Computer hardware that is disposed of carelessly can pollute our ecosystem. Computer components containing hazardous substances such as mercury, lead, metals or cadmium can cause serious environmental damage. Monitors weigh over 30% lead. Read this?
It could range between four and eight pounds, depending on the size of your monitor. The Environmental Protection Agency, (EPA), felt that it was necessary to make the Computer Disposal Law quite complicated due to the negative effects.
As of 2010, EPA had not yet set out any parameters regarding computer recycling. Many countries have taken action to recycle old or obsolete computers. Environmental Protection Agency educates people about the dangers of computer equipments as well as other electronic products.

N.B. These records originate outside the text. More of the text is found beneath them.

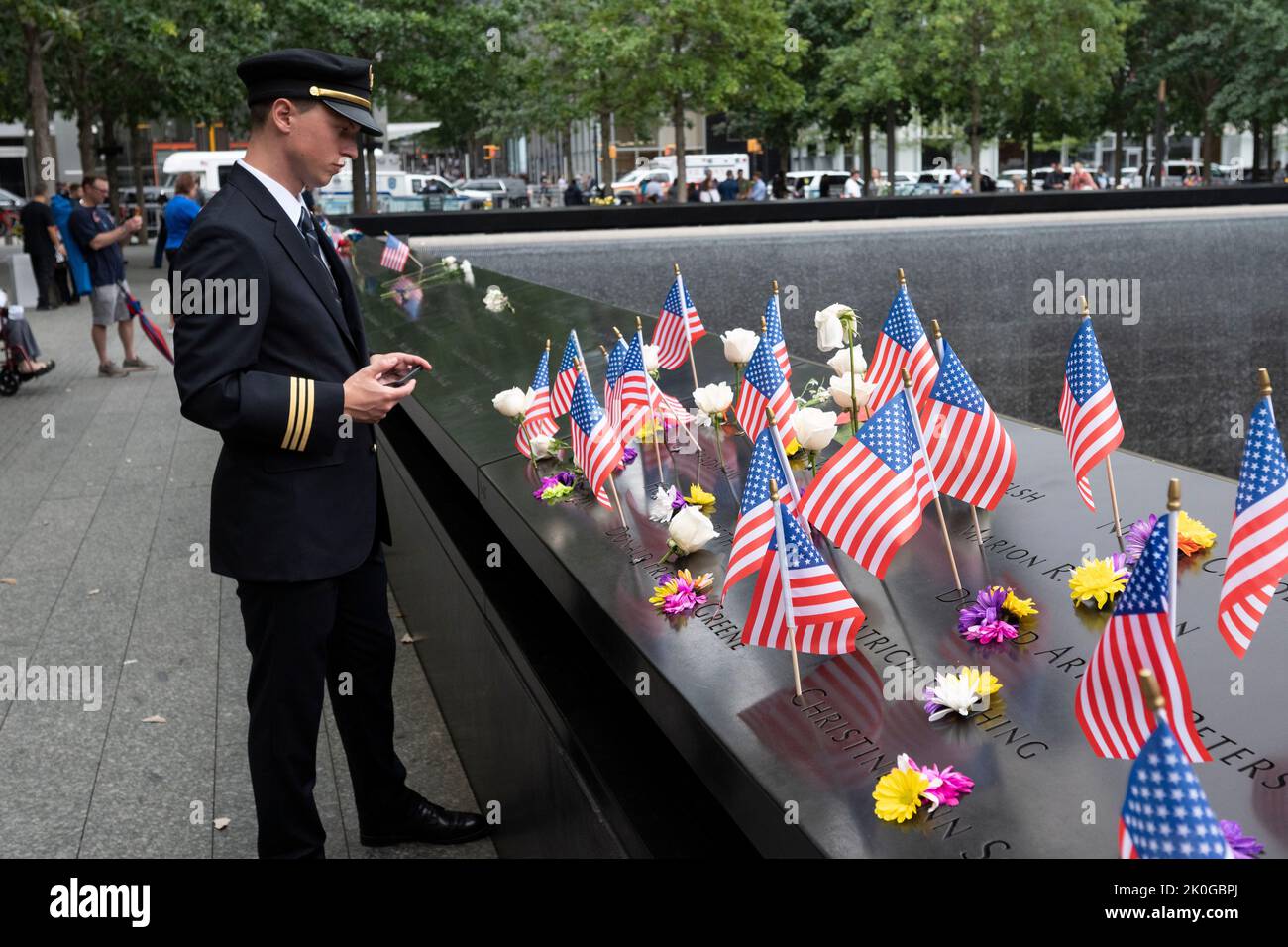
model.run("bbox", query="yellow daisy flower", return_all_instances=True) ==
[872,767,930,822]
[649,579,680,607]
[684,483,716,506]
[1002,590,1038,618]
[1069,557,1127,608]
[961,665,1002,697]
[1176,510,1216,556]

EPA published some important guidelines. For example, if CRTs are under a year and still in working conditions, then they cannot be classified as hazardous waste. They should instead be re-used after bringing about specific modifications. EPA asks that manufacturers encourage their customers to swap their old monitors for new ones when they buy new ones. This will help to decrease the pollution rate.
Dangerous Waste Disposal Laws
Resource Conservation and Recovery Act implements strategies to handle old and obsolete computer parts as hazardous waste. RCRA tells recycling companies to keep shredded circuit waste in containers that are tightly closed. RCRA cautions recycling companies against leaving the waste in an open container, as this will do a lot of damage to our environment.